All study participants were to be initially treated with twice-weekly prophylactic injections of Eloctate (25 IU/kg day 1, 50 IU/kg day 4). Study investigators could adjust the dose or interval based on individual response. Approximately ninety per cent of study participants were on twice-weekly dosing at the end of the study.
Eloctate was generally well-tolerated. No inhibitors to Eloctate were detected and no cases of serious allergic reactions were reported in any participants, all of whom switched from commercially available factor VIII products. No serious adverse events were assessed to be related to drug by the investigator. Two non-serious events, rash and myalgia (muscle pain), were considered related to Eloctate treatment and were reported in one participant each. No participant discontinued the study due to an adverse event after receiving Eloctate. The pattern of treatment-emergent adverse events reported was typical of the population studied and generally consistent with results seen in adolescents and adults in the A-LONG study.
Eloctate is an investigational, recombinant clotting factor therapy developed for haemophilia A by fusing factor VIII to the Fc portion of immunoglobulin G subclass 1, or IgG1 (a protein commonly found in the body). It is believed that this enables Eloctate to use a naturally occurring pathway to prolong the time therapy remains in the body. While Fc fusion has been used for more than 15 years, Biogen Idec is the only company to apply it to the treatment of haemophilia.

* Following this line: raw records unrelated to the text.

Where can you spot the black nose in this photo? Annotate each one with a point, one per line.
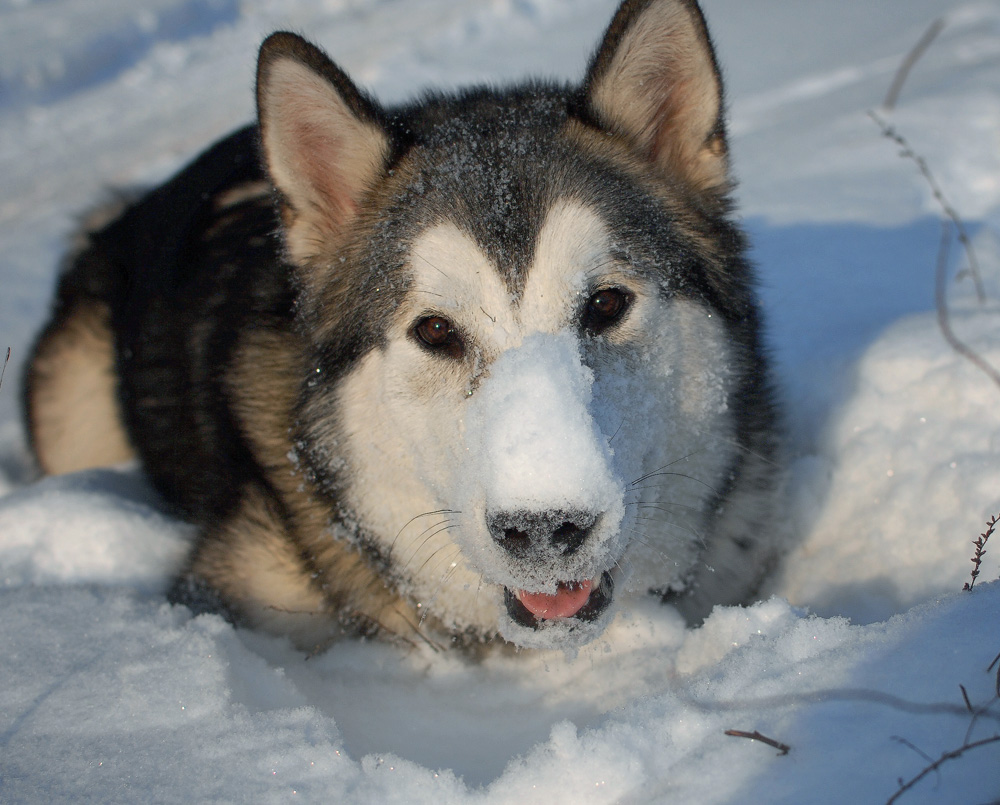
(519, 531)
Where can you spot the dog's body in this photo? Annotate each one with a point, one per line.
(502, 364)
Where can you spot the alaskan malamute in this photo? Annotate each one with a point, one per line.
(481, 364)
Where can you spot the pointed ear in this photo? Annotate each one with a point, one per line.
(655, 80)
(321, 139)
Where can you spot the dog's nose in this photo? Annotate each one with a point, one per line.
(518, 532)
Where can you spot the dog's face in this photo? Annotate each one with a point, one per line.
(519, 311)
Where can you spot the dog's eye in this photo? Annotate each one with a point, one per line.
(604, 308)
(437, 334)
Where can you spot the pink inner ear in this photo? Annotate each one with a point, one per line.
(318, 155)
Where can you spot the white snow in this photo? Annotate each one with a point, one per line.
(108, 694)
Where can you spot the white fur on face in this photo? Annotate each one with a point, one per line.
(535, 415)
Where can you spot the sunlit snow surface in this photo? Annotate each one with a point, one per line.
(108, 694)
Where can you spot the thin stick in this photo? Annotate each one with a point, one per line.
(943, 316)
(911, 58)
(904, 787)
(784, 749)
(890, 133)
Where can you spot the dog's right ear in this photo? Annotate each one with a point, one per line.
(321, 140)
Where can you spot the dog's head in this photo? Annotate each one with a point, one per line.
(519, 304)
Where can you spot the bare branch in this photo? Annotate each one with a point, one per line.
(911, 58)
(783, 749)
(904, 787)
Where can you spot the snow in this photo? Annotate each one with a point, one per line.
(856, 662)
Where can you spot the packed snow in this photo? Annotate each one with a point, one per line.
(864, 662)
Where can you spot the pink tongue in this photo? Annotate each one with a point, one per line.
(567, 601)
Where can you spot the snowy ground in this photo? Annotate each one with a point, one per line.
(108, 694)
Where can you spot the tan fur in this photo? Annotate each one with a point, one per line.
(73, 405)
(660, 88)
(290, 574)
(321, 156)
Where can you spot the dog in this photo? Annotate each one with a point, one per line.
(481, 364)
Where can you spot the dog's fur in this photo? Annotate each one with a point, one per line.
(476, 364)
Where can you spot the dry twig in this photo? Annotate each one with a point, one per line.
(783, 749)
(977, 557)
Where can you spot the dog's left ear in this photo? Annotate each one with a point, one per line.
(655, 80)
(321, 139)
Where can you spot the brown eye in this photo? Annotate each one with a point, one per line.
(437, 334)
(604, 308)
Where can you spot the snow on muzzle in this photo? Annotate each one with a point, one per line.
(551, 502)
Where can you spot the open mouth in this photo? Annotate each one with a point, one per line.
(581, 600)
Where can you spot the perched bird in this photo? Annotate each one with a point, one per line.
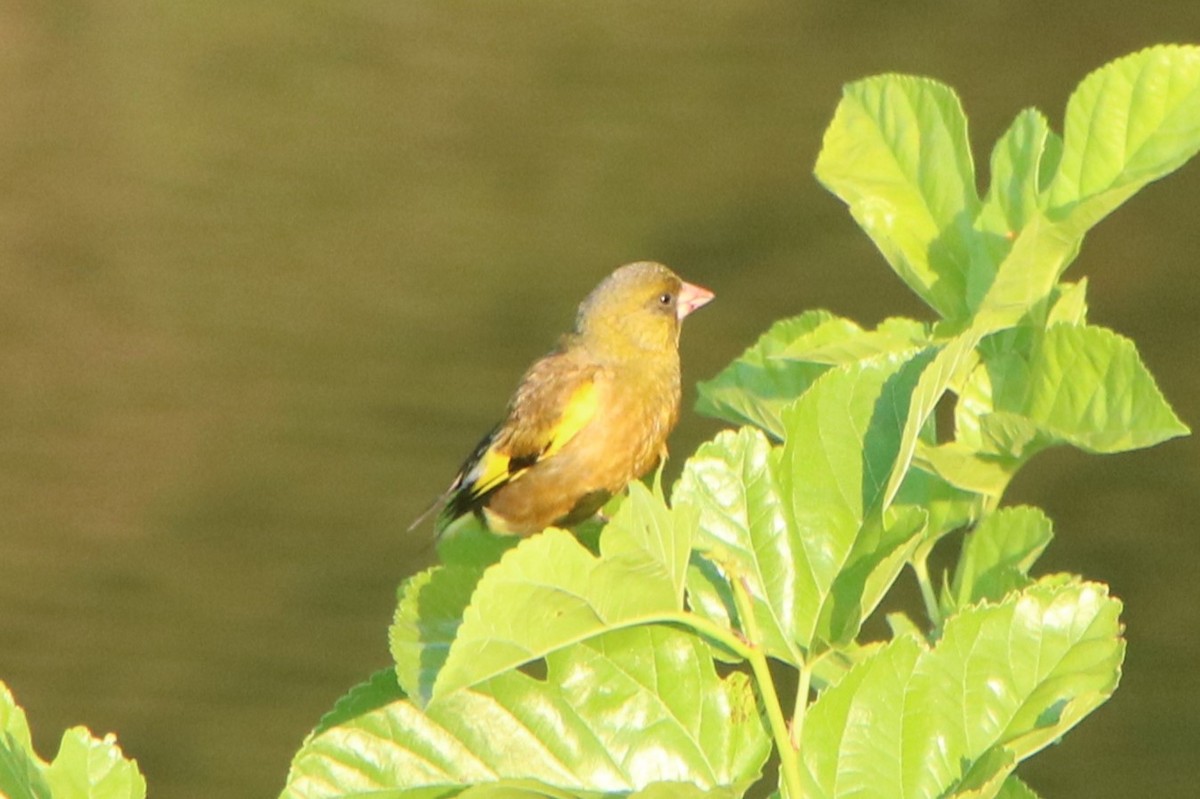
(587, 418)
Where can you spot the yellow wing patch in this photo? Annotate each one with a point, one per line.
(496, 468)
(577, 413)
(493, 472)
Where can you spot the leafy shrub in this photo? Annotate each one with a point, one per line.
(634, 660)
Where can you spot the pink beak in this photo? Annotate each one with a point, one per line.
(691, 298)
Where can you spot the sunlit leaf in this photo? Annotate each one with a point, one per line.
(1002, 682)
(759, 384)
(1086, 386)
(551, 592)
(84, 768)
(897, 154)
(613, 714)
(89, 768)
(1132, 121)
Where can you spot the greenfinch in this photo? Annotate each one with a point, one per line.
(587, 418)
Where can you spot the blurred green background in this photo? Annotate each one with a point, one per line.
(269, 269)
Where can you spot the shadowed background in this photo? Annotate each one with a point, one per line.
(268, 271)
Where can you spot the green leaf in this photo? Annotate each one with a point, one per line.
(1023, 161)
(1014, 788)
(997, 556)
(85, 768)
(1086, 386)
(744, 535)
(838, 341)
(759, 384)
(426, 622)
(897, 154)
(550, 592)
(1003, 682)
(1129, 122)
(615, 714)
(959, 466)
(88, 768)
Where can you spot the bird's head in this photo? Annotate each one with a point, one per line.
(637, 310)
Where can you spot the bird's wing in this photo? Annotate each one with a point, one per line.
(556, 400)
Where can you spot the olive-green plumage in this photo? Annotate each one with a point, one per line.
(587, 418)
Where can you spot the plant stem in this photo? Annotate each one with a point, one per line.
(802, 702)
(709, 630)
(789, 760)
(927, 589)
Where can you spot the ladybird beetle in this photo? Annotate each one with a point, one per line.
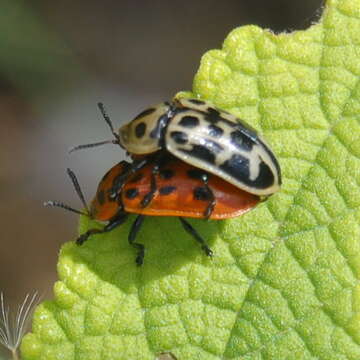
(203, 136)
(182, 190)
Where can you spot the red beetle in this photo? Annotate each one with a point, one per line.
(174, 189)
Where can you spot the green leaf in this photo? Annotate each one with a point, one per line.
(284, 281)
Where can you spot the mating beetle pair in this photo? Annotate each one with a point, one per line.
(190, 159)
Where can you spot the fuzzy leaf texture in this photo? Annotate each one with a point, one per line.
(284, 281)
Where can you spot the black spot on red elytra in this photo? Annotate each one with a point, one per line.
(166, 173)
(166, 190)
(202, 193)
(140, 130)
(137, 177)
(101, 197)
(131, 193)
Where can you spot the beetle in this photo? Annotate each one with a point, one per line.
(183, 191)
(198, 133)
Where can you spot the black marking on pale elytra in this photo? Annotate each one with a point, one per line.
(274, 161)
(166, 190)
(138, 176)
(213, 146)
(166, 173)
(197, 102)
(157, 132)
(241, 140)
(179, 137)
(202, 193)
(145, 113)
(101, 197)
(215, 131)
(212, 115)
(198, 174)
(140, 130)
(131, 193)
(238, 167)
(200, 152)
(189, 121)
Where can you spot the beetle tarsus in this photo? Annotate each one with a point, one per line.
(132, 236)
(196, 236)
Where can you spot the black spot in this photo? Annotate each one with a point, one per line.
(213, 146)
(101, 197)
(238, 168)
(157, 132)
(189, 121)
(215, 131)
(166, 173)
(200, 152)
(212, 115)
(140, 130)
(198, 174)
(197, 102)
(166, 190)
(137, 177)
(241, 140)
(131, 193)
(145, 113)
(202, 193)
(179, 137)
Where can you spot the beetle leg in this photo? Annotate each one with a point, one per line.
(116, 221)
(212, 202)
(196, 236)
(120, 181)
(135, 227)
(160, 160)
(153, 187)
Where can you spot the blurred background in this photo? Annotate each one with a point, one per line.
(57, 60)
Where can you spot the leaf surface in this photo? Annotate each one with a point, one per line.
(284, 281)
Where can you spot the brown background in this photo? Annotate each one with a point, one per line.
(57, 60)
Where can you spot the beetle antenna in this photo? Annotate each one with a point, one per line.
(107, 120)
(64, 206)
(86, 146)
(109, 123)
(77, 187)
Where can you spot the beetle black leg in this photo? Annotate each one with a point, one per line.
(153, 188)
(196, 236)
(160, 160)
(116, 221)
(212, 203)
(120, 181)
(132, 235)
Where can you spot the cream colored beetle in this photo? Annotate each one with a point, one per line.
(199, 134)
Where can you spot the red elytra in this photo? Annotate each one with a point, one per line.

Regulatory applications for Eloctate approval are currently under review in several countries including the United States, Australia, Canada and Japan.
About Haemophilia A
Haemophilia A is a rare, chronic, genetic disorder in which the ability of a person's blood to clot is impaired, due to missing or reduced levels of a protein known as factor VIII. People with haemophilia A experience recurrent and extended bleeding episodes that cause pain and irreversible joint damage. Some of these bleeding episodes can be life-threatening. According to the World Federation of Hemophilia, an estimated 142,000 people worldwide are identified living with haemophilia A. Prophylactic injections of factor VIII can temporarily replace the clotting factor necessary to control bleeding and prevent new bleeding episodes.
Inhibitor development is a response of the body's immune system that interferes with the activity of therapy. About 25 to 30 per cent of people with severe haemophilia A develop inhibitors during their lifetime. Inhibitors typically develop after a median of 8-10 exposure days (EDs), though this number varies widely.